For his part, Justice Stephen Breyer, another liberal, pushed repeatedly on the importance of the court standing by past precedent “grounded in principle.”

Mississippi’s Gestational Age Act, passed in 2018 but blocked by two federal courts, allows abortion after 15 weeks “only in medical emergencies or for severe fetal abnormality” and has no exception for rape or incest. If doctors perform abortions outside the parameters of the law, they will have their medical licenses suspended or revoked and may be subject to additional penalties and fines.

Mississippi Solicitor General Scott Stewart was blunt in his opening.

“Roe vs. Wade and Planned Parenthood versus Casey haunt our country,” Stewart said. “They have no basis in the Constitution. They have no home in our history or traditions. They’ve damaged the democratic process. They poison the law. They’ve choked off compromise. For 50 years they’ve kept this court at the center of a political battle that it can never resolve and 50 years on, they stand alone. Nowhere else does this court recognize a right to end a human life.”

Arguing for the Biden administration in support of the clinics, Solicitor General Elizabeth Prelogar urged the justices to uphold precedent and avoid a ruling that would disproportionally harm women who have come to depend upon the decision.

“For a half century, this Court has correctly recognized that the Constitution protects a woman’s fundamental right to decide whether to end a pregnancy before viability,” she argued. “That guarantee, that the state cannot force a woman to carry a pregnancy to term and give birth, has engendered substantial individual and societal reliance. The real-world effects of overruling Roe and Casey would be severe and swift.”

She added: “The court has never revoked a right that is so fundamental to so many Americans and so central to their ability to participate fully and equally in society.

Lawyers for Jackson Women’s Health Organization, the only licensed abortion clinic in Mississippi, and Sacheen Carr-Ellis, the clinic’s medical director, told the justices there is no way to sustain the controversial law without effectively overturning Roe. They urged the court to “reject the invitation to jettison a half-century of settled precedent.”

“Accepting Mississippi’s request to abandon the viability line would turn back the clock for generations who have never known what it means to be without the fundamental right to make the decision whether to continue a pregnancy,” Julie Rikelman, the senior litigation director for the Center for Reproductive Rights who is representing the clinic, argued in court papers.

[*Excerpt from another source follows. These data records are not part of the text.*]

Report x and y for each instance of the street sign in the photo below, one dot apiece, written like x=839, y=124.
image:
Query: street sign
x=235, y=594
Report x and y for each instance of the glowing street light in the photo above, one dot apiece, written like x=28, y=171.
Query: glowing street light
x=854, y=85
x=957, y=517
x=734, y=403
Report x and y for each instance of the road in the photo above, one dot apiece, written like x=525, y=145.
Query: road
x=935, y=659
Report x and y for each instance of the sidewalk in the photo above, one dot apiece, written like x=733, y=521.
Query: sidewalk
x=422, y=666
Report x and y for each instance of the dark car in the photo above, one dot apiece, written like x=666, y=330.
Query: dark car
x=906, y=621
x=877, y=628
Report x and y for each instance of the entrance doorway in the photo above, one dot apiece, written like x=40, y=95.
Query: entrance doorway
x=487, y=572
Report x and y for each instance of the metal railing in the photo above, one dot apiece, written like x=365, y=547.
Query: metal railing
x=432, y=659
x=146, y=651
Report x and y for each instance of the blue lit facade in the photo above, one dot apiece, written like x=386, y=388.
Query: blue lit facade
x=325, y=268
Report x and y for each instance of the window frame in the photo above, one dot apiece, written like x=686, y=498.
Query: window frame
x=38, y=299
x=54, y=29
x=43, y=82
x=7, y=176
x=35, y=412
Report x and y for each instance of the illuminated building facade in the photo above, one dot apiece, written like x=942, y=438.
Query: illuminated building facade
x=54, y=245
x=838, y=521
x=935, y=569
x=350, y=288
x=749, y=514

The case comes as states hostile to Roe across the country are moving aggressively to pass abortion restrictions.

“Over 100 restrictions passed this year,” said Nancy Northup, president of the Center for Reproductive Rights, said in a conference call with reporters before the arguments.

She noted that 54,000 to 63,000 people get abortions after 15 weeks every year in the US and that if Roe were overturned, nearly half the states would ban abortion entirely. Twelve states have so called “trigger” laws in place designed to ban abortion immediately. Nine more have pre-Roe bans on the books and the rest have legislatures historically hostile to Roe.

A district court had blocked the Mississippi law, holding that it is in direct violation of Supreme Court precedent legalizing abortion nationwide prior to viability, which can occur at around 23-24 weeks of pregnancy.

A panel of judges on the 5th US Circuit Court of Appeals agreed with the district court holding that in an “unbroken line dating to Roe v. Wade, the Supreme Court’s abortion cases have established (and affirmed and re-affirmed) a woman’s right to choose an abortion before viability.” The court said states may “regulate abortion procedures prior to viability” so long as they do not ban abortion. “The law at issue is a ban,” the court held.

Mississippi appealed the decision to the Supreme Court, and after the justices agreed to hear the case, the state raised the stakes and argued that the justices should not only uphold the law but also invalidate Roe and Casey.

This story is breaking and will be updated.